Former state Sen. Ethan Strimling, the perceived front-runner in the three-way Portland mayoral race, came under fire Thursday for the amount of campaign donations he’s received from contributors tied to real estate development.

With Strimling and Mayor Michael Brennan launching television ads in the closing days of the campaign, Green Party leader and mayoral candidate Tom MacMillan criticized Strimling on Thursday for receiving more than a third of his $100,000 in campaign donations from real estate developers.

MacMillan has raised less than $3,000 and is running a campaign focused on helping low-income residents by raising the minimum wage and instituting rent control.

“When Ethan Strimling took over $33,000 from luxury developers and their allies and then speaks about the real need to build more housing, it should be obvious what his priorities will be if elected; I am deeply concerned that the ‘listening’ that he touts will be mostly to the wealthy developers funding his campaign,” MacMillan said in a news release.

Brennan, who has faced criticism for supporting the sale of Congress Square Park to a private developer, echoed MacMillan’s concerns in a written statement released by his campaign manager.

“Tom raises legitimate concerns,” said Brennan, who also supported a decision to rezone the former Portland Co. complex, leading to a citywide referendum about scenic views. “This is similar to four years ago, when Ethan raised a considerable amount of money from private developers and wealthy business interests. It is important for voters to understand the driving interests behind that campaign.”


The criticism highlights a widespread concern about the cost of living in Maine’s largest city and a distrust of developers. That concern has become a focal point of not only the mayor’s race, but the City Council races as well. It has become manifest in competing efforts to increase the minimum wage in the city and a new requirement for some developers to include housing units that are affordable to middle income earners.

Strimling has said residents fear that Portland will become like Boston, which he characterized as a place for either the very wealthy or those seeking services. His answer to the housing crisis is to build 2,000 more housing units over the next five years and raise the base wage of tipped workers. Adding all types of housing should be the goal, he says.

“We have to contain rents through an infusion of new market-rate apartments and the encouragement of affordable housing developments through subsidy, zoning and stronger partnerships with the not-for-profit sector,” Strimling said this month.

Stephanie Clifford, Strimling’s campaign manager, countered MacMillan’s criticism Thursday by highlighting that most of the Strimling campaign’s 431 donors gave $100 or less.

“We’re very proud of the broad coalition of support we have on this campaign. Our contributors are teachers, firefighters, labor leaders, business leaders, immigrants and residents from all over Portland,” she said. “Building this coalition shows Ethan’s ability to bring people together as we chart a new vision for this city.”

While MacMillan criticized Strimling for taking money from “luxury developers,” donors tied to affordable housing, such as the Developers Collaborative, American Housing Preservation Corps. and the Szanton Co., also have given to the Strimling campaign.


According to a Press Herald analysis of campaign finance reports, Strimling has in fact raised more than $30,000 from real estate developers, agents and those with financial interests tied to the construction industries.
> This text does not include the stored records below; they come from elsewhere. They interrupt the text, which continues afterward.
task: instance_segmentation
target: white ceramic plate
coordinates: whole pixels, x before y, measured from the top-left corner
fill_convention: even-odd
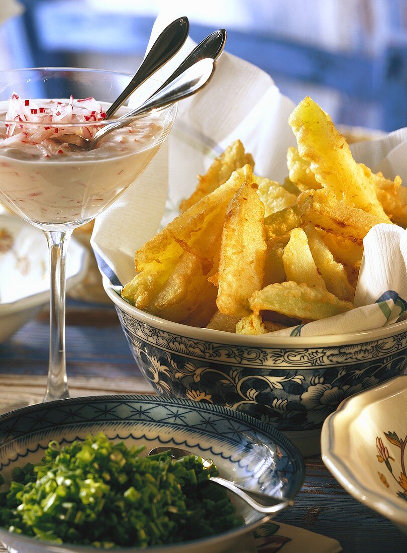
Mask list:
[[[321,449],[351,495],[407,534],[407,375],[343,401],[324,422]]]
[[[74,239],[67,259],[66,289],[85,277],[88,254]],[[43,233],[19,217],[0,214],[0,343],[49,301],[48,253]]]

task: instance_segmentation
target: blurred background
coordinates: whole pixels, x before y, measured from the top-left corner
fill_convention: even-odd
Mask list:
[[[0,0],[2,3],[11,0]],[[0,69],[91,67],[134,73],[168,0],[19,0],[0,27]],[[171,0],[199,41],[269,73],[295,102],[310,94],[344,125],[407,126],[407,0]]]

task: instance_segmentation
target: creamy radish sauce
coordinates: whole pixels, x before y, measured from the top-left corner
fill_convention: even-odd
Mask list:
[[[64,134],[91,138],[102,128],[97,123],[108,105],[93,98],[33,101],[17,94],[0,102],[0,121],[11,122],[0,124],[0,201],[47,228],[78,226],[112,203],[159,148],[159,116],[113,131],[90,152],[73,152],[51,139],[64,140]],[[70,124],[55,126],[61,123]]]

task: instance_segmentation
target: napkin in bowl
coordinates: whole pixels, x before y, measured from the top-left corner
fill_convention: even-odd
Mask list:
[[[149,44],[179,15],[182,14],[171,8],[161,13]],[[166,78],[194,45],[187,40],[160,70],[158,78]],[[140,101],[143,93],[138,92],[132,101]],[[204,174],[233,140],[240,139],[253,154],[257,174],[283,182],[288,173],[287,149],[296,144],[287,123],[294,107],[268,75],[224,53],[205,90],[180,103],[166,149],[161,149],[135,184],[96,220],[91,243],[99,268],[112,286],[119,291],[133,278],[135,250],[156,233],[159,221],[166,223],[177,215],[180,201],[195,189],[196,175]],[[373,143],[356,144],[352,149],[358,161],[384,170],[388,178],[397,174],[403,178],[406,173],[402,170],[407,129]],[[270,334],[338,334],[384,326],[403,317],[407,308],[406,236],[406,231],[395,225],[380,225],[366,236],[356,309]]]

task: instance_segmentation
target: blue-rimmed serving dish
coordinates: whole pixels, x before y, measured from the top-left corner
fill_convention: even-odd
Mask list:
[[[305,468],[291,442],[269,426],[218,405],[149,395],[103,395],[40,404],[0,417],[0,474],[6,484],[16,466],[40,460],[51,440],[62,445],[104,432],[112,440],[153,447],[180,447],[212,459],[221,476],[253,489],[293,498]],[[242,527],[223,534],[165,547],[155,553],[225,551],[269,517],[238,502]],[[81,546],[52,545],[0,528],[0,541],[19,553],[85,553]],[[135,548],[115,550],[127,552]]]
[[[407,320],[326,336],[244,336],[144,312],[107,279],[135,363],[155,391],[231,407],[318,452],[326,418],[350,396],[407,368]]]

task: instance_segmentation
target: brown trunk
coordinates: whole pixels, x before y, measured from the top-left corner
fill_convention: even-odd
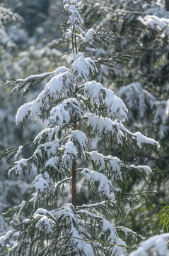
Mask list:
[[[165,0],[165,8],[169,11],[169,0]]]
[[[77,89],[75,89],[75,97],[77,97]],[[74,130],[76,131],[77,129],[77,119],[76,116],[74,117]],[[72,164],[72,181],[71,181],[71,196],[72,196],[72,205],[74,206],[75,209],[76,207],[76,161],[74,161]]]
[[[75,161],[73,161],[72,166],[72,205],[76,208],[76,163]]]

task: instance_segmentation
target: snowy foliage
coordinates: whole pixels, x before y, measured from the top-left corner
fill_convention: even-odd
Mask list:
[[[31,209],[28,218],[0,238],[0,252],[8,255],[31,255],[34,252],[38,256],[120,256],[127,252],[128,238],[130,243],[141,238],[132,230],[116,228],[112,224],[116,218],[124,216],[124,201],[132,201],[139,196],[125,191],[124,171],[132,169],[144,176],[151,174],[151,170],[91,151],[90,139],[97,135],[107,150],[114,146],[132,155],[135,151],[144,154],[148,149],[159,154],[160,146],[156,140],[127,129],[123,124],[128,110],[123,101],[111,90],[91,81],[97,72],[97,62],[85,58],[80,50],[81,43],[90,41],[94,31],[85,33],[81,27],[81,2],[64,2],[64,11],[69,16],[64,36],[66,39],[71,37],[69,68],[62,66],[54,72],[6,83],[7,86],[15,84],[13,92],[21,89],[28,92],[47,78],[38,96],[18,109],[16,122],[23,124],[28,118],[48,122],[47,127],[33,142],[2,154],[15,156],[16,161],[8,169],[9,176],[19,177],[35,171],[36,175],[30,199],[4,214],[9,217],[19,213],[21,217],[23,211]],[[19,159],[23,148],[29,146],[31,156]],[[88,189],[93,189],[95,203],[76,206],[73,200],[76,195],[76,174],[88,183]],[[72,203],[59,208],[58,198],[70,183]],[[11,246],[8,240],[14,233],[18,241]]]

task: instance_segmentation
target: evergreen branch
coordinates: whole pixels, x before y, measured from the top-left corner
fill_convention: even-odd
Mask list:
[[[62,235],[61,234],[60,234],[60,235],[62,235],[64,238],[72,238],[78,239],[78,240],[82,240],[82,241],[91,242],[97,242],[97,243],[100,243],[101,245],[105,245],[119,246],[119,247],[124,247],[124,248],[129,248],[129,249],[133,249],[133,250],[137,249],[136,247],[134,247],[118,245],[118,244],[114,244],[114,243],[109,243],[109,242],[100,242],[100,241],[97,241],[97,240],[91,240],[91,239],[82,239],[82,238],[78,238],[71,236],[71,235]]]
[[[54,71],[45,73],[40,75],[32,75],[28,76],[25,79],[17,79],[11,80],[6,81],[6,83],[4,84],[4,86],[7,87],[11,87],[15,86],[12,91],[11,95],[16,92],[18,90],[21,89],[24,89],[23,95],[27,95],[27,93],[32,90],[35,86],[40,84],[43,80],[47,78],[49,76],[53,75]]]
[[[136,55],[142,54],[144,48],[136,45],[134,48],[124,50],[122,52],[117,53],[110,58],[100,58],[95,62],[100,64],[105,64],[109,67],[115,68],[115,63],[123,63],[126,61],[134,60]]]

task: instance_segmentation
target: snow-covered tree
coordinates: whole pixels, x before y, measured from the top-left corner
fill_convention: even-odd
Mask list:
[[[36,174],[30,199],[4,214],[10,219],[18,214],[21,223],[0,238],[0,252],[31,256],[122,255],[132,241],[142,238],[124,227],[115,227],[115,222],[124,216],[124,203],[146,194],[146,190],[127,193],[124,173],[135,171],[146,179],[152,171],[144,164],[127,165],[109,152],[113,148],[126,156],[134,156],[135,151],[144,155],[148,150],[159,154],[160,146],[139,132],[127,129],[128,110],[122,100],[93,80],[100,58],[86,57],[82,49],[91,39],[106,43],[106,31],[85,31],[79,14],[82,3],[64,3],[63,13],[69,19],[60,27],[65,38],[61,41],[71,46],[69,68],[6,82],[7,87],[14,86],[12,93],[23,90],[26,95],[48,79],[38,96],[22,105],[16,117],[16,124],[28,118],[35,122],[42,119],[47,127],[33,142],[1,153],[1,158],[14,156],[8,176]],[[102,146],[105,154],[92,150],[93,137],[97,137],[98,149]],[[23,151],[28,152],[28,158],[21,157]],[[76,203],[78,180],[95,195],[91,203]],[[71,196],[64,203],[60,198],[69,187]],[[22,219],[23,212],[28,213],[26,218]]]
[[[157,183],[154,180],[149,180],[151,188],[157,191],[156,196],[151,196],[151,201],[140,201],[133,210],[129,210],[130,214],[125,219],[127,225],[141,233],[142,235],[156,234],[161,229],[156,218],[161,206],[159,202],[164,198],[167,201],[168,198],[169,122],[166,106],[169,89],[169,48],[168,27],[165,24],[168,22],[169,12],[163,0],[86,1],[82,14],[86,18],[86,24],[91,27],[93,23],[96,29],[106,26],[115,35],[113,43],[104,50],[98,47],[93,48],[93,46],[88,47],[91,56],[98,57],[100,54],[108,58],[136,44],[144,47],[133,62],[115,62],[110,68],[98,67],[97,79],[99,82],[103,81],[105,86],[113,90],[124,101],[129,110],[126,122],[128,129],[135,132],[139,127],[144,135],[159,141],[163,149],[163,157],[148,154],[145,159],[148,166],[158,166],[163,170],[162,176],[155,175],[160,182]],[[100,20],[100,15],[104,18]],[[141,22],[145,21],[145,18],[148,18],[146,26],[145,22],[144,24]],[[132,159],[127,159],[129,164],[132,162]],[[136,156],[136,162],[141,164],[142,159]],[[144,188],[144,184],[141,185],[141,182],[139,184],[134,174],[127,178],[129,191],[136,190],[141,186]],[[142,219],[141,223],[134,222],[134,218]]]

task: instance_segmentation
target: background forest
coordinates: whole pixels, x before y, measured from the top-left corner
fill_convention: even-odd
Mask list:
[[[95,78],[104,82],[125,103],[129,110],[127,129],[134,133],[139,130],[159,142],[162,148],[161,156],[145,152],[144,156],[134,153],[134,165],[141,165],[144,160],[153,173],[146,180],[141,174],[124,174],[127,191],[136,193],[139,190],[142,195],[139,201],[126,203],[126,215],[116,223],[148,238],[168,230],[168,225],[163,229],[157,214],[169,203],[169,1],[86,0],[83,5],[81,15],[86,28],[99,31],[105,28],[111,31],[107,45],[103,43],[101,48],[99,44],[93,47],[88,43],[85,49],[86,55],[104,59]],[[62,44],[59,39],[61,31],[57,29],[61,23],[66,22],[62,11],[61,1],[0,1],[1,85],[8,80],[52,72],[66,65],[67,57],[63,53],[69,49]],[[44,127],[42,122],[28,122],[22,127],[15,124],[18,107],[25,101],[33,100],[40,89],[40,86],[35,87],[23,97],[20,92],[10,96],[11,89],[1,86],[1,150],[29,142]],[[92,142],[92,146],[93,150],[100,147],[101,151],[97,138]],[[112,149],[111,154],[132,164],[130,154],[126,152],[124,156],[122,153],[121,149]],[[23,156],[28,157],[30,152],[23,150]],[[6,161],[3,159],[0,162],[1,213],[28,198],[34,178],[32,174],[20,179],[6,179]],[[85,186],[79,183],[78,190],[78,203],[86,203],[88,198],[93,202],[93,195],[86,191]],[[67,200],[69,192],[65,191],[59,198],[59,204]],[[17,222],[19,220],[16,216],[15,223]],[[0,218],[0,235],[9,228]]]

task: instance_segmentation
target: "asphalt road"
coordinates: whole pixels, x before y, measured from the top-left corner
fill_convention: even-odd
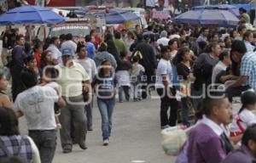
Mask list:
[[[87,134],[88,149],[74,145],[73,153],[62,154],[58,144],[54,163],[172,163],[160,146],[160,99],[117,103],[113,111],[113,134],[109,146],[102,146],[101,117],[96,104],[93,108],[93,132]],[[20,128],[27,133],[26,120]]]

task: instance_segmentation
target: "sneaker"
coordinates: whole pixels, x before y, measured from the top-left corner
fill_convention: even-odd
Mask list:
[[[161,129],[166,129],[166,128],[169,128],[169,127],[170,127],[169,125],[166,125],[166,126],[161,126]]]
[[[62,128],[62,126],[61,125],[61,123],[57,123],[56,126],[57,126],[57,127],[56,127],[57,129],[61,129]]]
[[[69,148],[64,148],[62,152],[63,154],[69,154],[72,152],[72,149]]]
[[[108,146],[109,144],[109,140],[107,138],[103,140],[103,146]]]
[[[87,149],[87,147],[86,147],[86,145],[85,145],[84,143],[79,144],[79,147],[80,147],[82,149],[84,149],[84,150]]]

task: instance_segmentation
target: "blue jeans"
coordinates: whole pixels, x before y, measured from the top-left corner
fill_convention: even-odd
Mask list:
[[[189,98],[189,97],[183,97],[181,98],[181,103],[182,103],[181,113],[182,113],[183,125],[185,125],[188,127],[190,126],[189,121],[189,107],[188,107]]]
[[[55,130],[29,130],[28,136],[37,145],[42,163],[51,163],[57,144],[57,132]]]
[[[102,130],[103,140],[111,135],[112,114],[115,105],[114,98],[110,99],[97,98],[97,104],[102,116]]]
[[[119,101],[124,101],[124,96],[123,96],[123,92],[125,93],[125,99],[129,101],[130,99],[130,93],[129,93],[129,86],[120,86],[119,87]]]

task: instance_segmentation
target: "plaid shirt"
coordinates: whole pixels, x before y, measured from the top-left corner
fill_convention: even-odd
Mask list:
[[[18,151],[21,138],[23,139],[23,142],[21,143],[20,151]],[[7,147],[11,155],[15,155],[20,152],[19,155],[20,157],[27,160],[28,163],[32,163],[33,151],[27,138],[20,135],[14,135],[10,137],[0,136],[0,139],[3,142],[5,147]],[[3,157],[7,157],[7,154],[5,154],[5,152],[0,149],[0,158]]]
[[[247,83],[256,91],[256,53],[248,52],[242,57],[241,76],[246,76]]]

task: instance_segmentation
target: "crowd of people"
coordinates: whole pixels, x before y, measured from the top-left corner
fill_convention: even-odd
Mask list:
[[[63,153],[75,143],[86,149],[94,98],[108,146],[116,101],[140,104],[156,91],[161,129],[193,126],[177,162],[256,161],[255,31],[247,20],[236,29],[151,22],[103,36],[91,30],[79,42],[71,33],[42,42],[8,26],[1,35],[0,157],[52,162],[57,129]],[[234,97],[242,104],[235,117]],[[19,133],[23,115],[29,137]]]

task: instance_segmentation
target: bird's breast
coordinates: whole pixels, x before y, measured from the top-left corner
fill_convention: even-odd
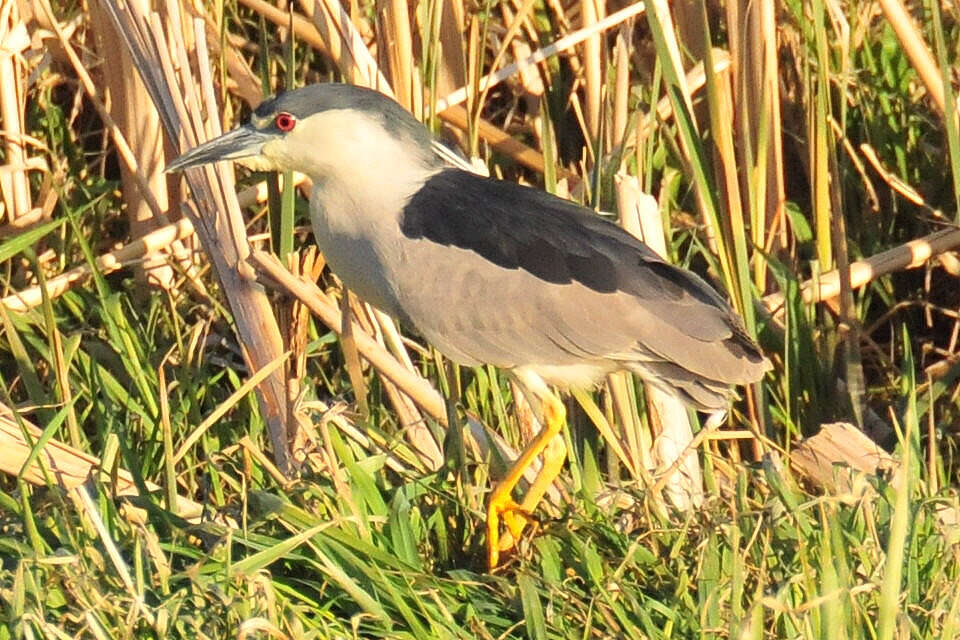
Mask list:
[[[396,232],[386,228],[388,221],[363,207],[352,199],[314,193],[310,218],[317,247],[348,289],[382,311],[402,316],[392,266],[397,257]]]

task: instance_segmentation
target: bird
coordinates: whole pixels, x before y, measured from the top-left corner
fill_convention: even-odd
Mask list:
[[[452,360],[494,365],[517,381],[542,426],[488,499],[493,570],[566,459],[555,389],[627,370],[722,421],[732,387],[771,365],[694,272],[586,207],[457,168],[434,144],[392,98],[321,83],[266,99],[166,171],[233,160],[306,174],[315,242],[344,286]]]

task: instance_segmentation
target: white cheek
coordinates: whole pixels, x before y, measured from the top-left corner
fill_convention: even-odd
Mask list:
[[[280,171],[282,169],[276,160],[266,154],[266,147],[264,147],[264,152],[261,155],[239,158],[236,162],[251,171]]]

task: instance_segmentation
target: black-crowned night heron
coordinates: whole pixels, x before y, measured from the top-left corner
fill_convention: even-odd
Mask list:
[[[509,371],[538,409],[542,430],[490,497],[491,568],[566,457],[564,406],[548,385],[586,387],[627,369],[722,416],[730,386],[770,366],[700,277],[584,207],[451,167],[427,129],[376,91],[284,93],[167,170],[240,159],[308,175],[316,242],[343,283],[453,360]]]

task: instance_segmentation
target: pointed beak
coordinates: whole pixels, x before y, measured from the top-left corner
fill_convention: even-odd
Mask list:
[[[198,147],[194,147],[167,165],[164,172],[172,173],[190,167],[199,167],[221,160],[237,160],[259,155],[263,145],[272,136],[257,131],[250,125],[238,127],[219,138],[214,138]]]

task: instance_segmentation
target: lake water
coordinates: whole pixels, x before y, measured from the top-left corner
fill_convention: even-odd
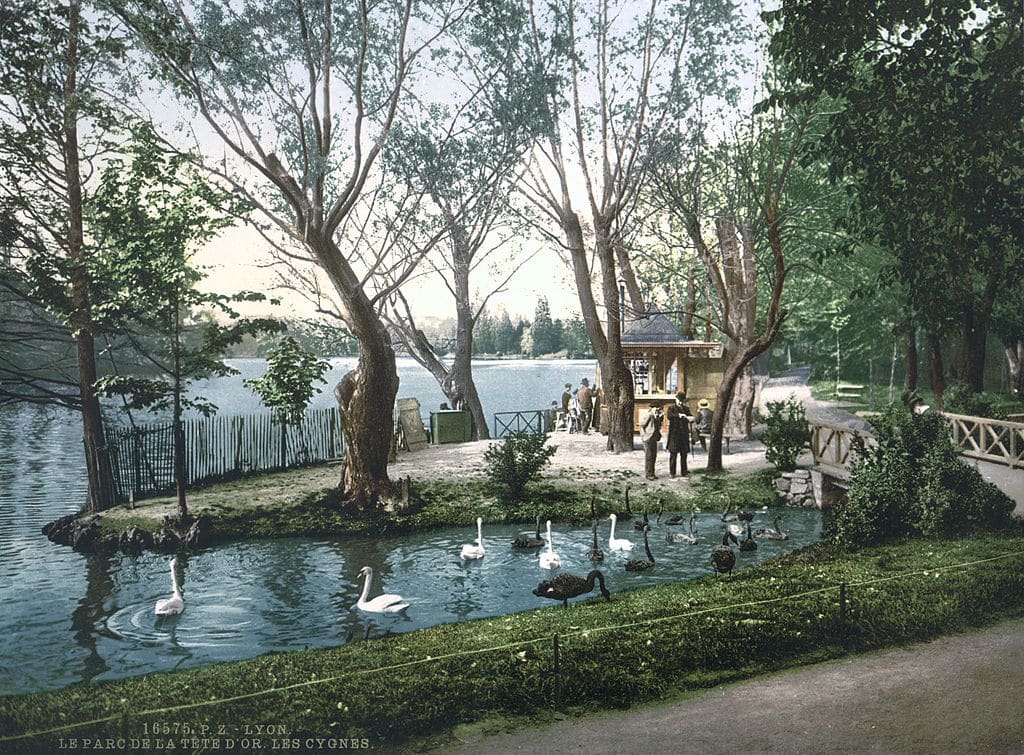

However, his donors come from a wide array of business and groups, as well as individuals.

Meanwhile, Brennan, a licensed social worker, received more than $12,680 – about a quarter of his nearly $49,000 in funding – from donors associated with nonprofits, including nearly $8,000 from those in health care and social services. Seven of Brennan’s biggest contributors, those who donated $750 or more, are attorneys.

Some real estate professionals are personally giving to Strimling, while others are giving through their companies. In some cases, they are giving through both.

For example, four limited liability companies tied to Waterfront Maine, which redeveloped the former Cumberland Cold Storage building on Merrill’s Wharf into the Piece Atwood building, donated a total of $2,300 to Strimling. All four corporations are based out of 14 Maine St. in Brunswick.

Anthony Gatti, whose family controls the LLCs, did not return a request for comment.

Three other LLCs sharing the same address at 50 Portland Pier, Suite 400 – Atlantic Bayside Square, Casco Bay Management Inc. and Bayside Ventures LLC – gave a total of $2,250.


Eric Cianchette, who recently constructed a new building near the Portland International Jetport to house the state’s Department of Health and Human Services offices, gave a maximum contribution of $775, while 36 Market Street LLC, a real estate holding company he controls, also gave the maximum of $775. And East Brown Cow Management LLC and Cow Plaza Hotel LCC donated $775 each, while Tim Soley, who controls both entities, donated nearly $388.

Other prominent real estate donors include employees of the CBRE | The Boulos Co., who gave a total of $2,275, Ann Marie Malone and Malone Commercial Brokers gave $775 each, and Kevin Mahaney of Olympia Cos. gave $775.

Among other donors to Strimling’s campaign, Jacklyn and Miguel Bezos, the parents of Amazon CEO Jeff Bezos, each gave a maximum contribution of $775.